In a study published in the journal Neurology, nine people with LEMS underwent plasmapheresis five to 15 times over a four- to 19-day period. The patients also received immunosuppressive drug treatment (60 to 100 mg of prednisone on alternate days, and 2.5 mg/kg body weight of azathioprine, for 0.5 to 2.5 years). Eight of the nine patients showed improvements in clinical parameters and muscle contraction, based on electromyographic muscle action potential (MAP) amplitude assessments. The most significant response was observed 10-15 days after plasmapheresis. This study suggested that immunosuppressive therapy and plasmapheresis can be beneficial for the symptomatic treatment of LEMS.
In another study, published in the journal Therapeutic Apheresis and Dialysis, the efficacy of plasmapheresis was analyzed in two patients with LEMS based on clinical scoring, electrophysiological findings, and the amount of autoantibody found. In both cases, the amount of autoantibody declined after plasmapheresis, but returned to normal in a week.

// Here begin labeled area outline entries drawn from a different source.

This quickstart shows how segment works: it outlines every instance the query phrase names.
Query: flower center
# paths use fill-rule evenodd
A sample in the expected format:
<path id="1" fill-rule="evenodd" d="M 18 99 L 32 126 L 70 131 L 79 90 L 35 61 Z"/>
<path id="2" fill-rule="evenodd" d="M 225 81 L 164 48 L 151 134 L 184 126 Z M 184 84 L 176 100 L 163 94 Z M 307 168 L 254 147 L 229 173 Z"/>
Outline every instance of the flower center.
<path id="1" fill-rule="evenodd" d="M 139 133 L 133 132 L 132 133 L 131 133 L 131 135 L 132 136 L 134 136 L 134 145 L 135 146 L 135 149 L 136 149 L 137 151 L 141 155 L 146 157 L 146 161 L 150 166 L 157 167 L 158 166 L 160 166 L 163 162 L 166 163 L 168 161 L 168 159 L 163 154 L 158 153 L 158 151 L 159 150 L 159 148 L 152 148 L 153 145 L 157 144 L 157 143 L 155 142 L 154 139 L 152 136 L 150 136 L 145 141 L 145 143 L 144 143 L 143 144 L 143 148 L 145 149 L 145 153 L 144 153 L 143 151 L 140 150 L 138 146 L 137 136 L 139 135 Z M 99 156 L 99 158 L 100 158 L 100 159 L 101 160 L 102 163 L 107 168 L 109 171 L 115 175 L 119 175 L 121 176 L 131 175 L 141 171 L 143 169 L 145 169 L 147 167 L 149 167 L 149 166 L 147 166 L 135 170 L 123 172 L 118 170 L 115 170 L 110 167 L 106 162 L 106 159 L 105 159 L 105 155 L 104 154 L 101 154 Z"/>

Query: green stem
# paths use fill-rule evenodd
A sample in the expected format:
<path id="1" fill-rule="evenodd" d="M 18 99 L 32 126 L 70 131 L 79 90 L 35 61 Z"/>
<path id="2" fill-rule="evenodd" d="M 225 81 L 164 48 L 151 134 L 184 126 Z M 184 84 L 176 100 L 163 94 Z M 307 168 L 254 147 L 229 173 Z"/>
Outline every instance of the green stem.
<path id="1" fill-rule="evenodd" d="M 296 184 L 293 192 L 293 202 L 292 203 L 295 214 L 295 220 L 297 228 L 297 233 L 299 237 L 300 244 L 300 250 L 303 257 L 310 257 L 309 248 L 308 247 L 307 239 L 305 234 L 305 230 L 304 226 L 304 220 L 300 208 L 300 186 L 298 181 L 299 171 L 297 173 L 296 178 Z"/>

The researchers suggested that the benefits of plasmapheresis are transient, probably because of the high rate of production of autoantibodies by the immune cells. These autoantibodies are not cleared by this method, and remain in the patient’s body.

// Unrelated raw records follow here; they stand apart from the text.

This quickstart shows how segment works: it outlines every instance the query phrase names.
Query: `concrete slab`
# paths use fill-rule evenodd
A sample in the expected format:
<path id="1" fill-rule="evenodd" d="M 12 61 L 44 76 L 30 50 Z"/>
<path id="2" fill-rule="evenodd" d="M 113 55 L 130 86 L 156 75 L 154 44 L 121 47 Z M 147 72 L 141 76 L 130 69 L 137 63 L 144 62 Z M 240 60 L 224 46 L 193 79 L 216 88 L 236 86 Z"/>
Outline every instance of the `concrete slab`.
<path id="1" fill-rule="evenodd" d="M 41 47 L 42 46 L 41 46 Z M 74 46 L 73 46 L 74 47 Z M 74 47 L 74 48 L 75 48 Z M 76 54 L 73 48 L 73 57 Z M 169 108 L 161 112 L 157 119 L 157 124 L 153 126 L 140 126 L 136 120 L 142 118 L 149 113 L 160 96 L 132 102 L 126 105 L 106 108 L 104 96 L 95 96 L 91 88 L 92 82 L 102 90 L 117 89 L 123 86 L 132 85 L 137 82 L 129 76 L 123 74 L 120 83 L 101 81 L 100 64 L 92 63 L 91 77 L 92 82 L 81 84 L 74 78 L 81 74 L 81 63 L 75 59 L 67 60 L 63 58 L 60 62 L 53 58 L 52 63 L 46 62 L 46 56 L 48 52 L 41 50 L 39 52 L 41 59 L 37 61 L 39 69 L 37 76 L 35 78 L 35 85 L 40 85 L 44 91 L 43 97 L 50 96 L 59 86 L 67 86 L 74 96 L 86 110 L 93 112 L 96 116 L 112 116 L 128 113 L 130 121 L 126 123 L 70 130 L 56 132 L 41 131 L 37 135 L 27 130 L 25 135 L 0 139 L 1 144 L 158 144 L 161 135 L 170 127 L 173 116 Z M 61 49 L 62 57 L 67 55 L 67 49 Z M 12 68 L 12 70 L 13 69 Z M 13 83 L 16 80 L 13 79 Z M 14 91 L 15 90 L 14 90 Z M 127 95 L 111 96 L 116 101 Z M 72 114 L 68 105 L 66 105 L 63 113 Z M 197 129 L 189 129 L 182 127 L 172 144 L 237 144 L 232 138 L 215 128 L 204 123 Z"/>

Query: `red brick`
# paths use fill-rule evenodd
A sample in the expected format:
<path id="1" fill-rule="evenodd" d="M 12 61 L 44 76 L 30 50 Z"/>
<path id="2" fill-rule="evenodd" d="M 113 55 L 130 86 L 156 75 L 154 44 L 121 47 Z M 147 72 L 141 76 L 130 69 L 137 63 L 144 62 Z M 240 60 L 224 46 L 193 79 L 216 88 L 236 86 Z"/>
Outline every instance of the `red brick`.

Although plasmapheresis is a well-standardized procedure, and relatively safe and routine, there could be some adverse effects:
- Plasmapheresis can cause hypotension, or reduced blood pressure, because of a decrease in plasma volume.
- Repeated plasmapheresis can cause alterations in the acid-base balance of the blood, called metabolic alkalosis, which can result in complications. This is mostly caused by the use of sodium citrate during the process, to prevent blood clotting. Sodium citrate also can remove free calcium from the blood, which can lead to hypocalcemia, or low calcium levels. That condition can result in severe muscle cramps. In extreme cases, it also can cause cardiac arrhythmias, or irregular heartbeats.
- Repeated plasmapheresis with albumin replacement can deplete blood clotting factors and antibodies, both of which can increase the risk of bleeding and infections.
- Patients undergoing plasmapheresis have an increased risk of infections and thrombosis.
- In rare cases, there is a risk of virus contaminations when using fresh-frozen plasma as a replacement.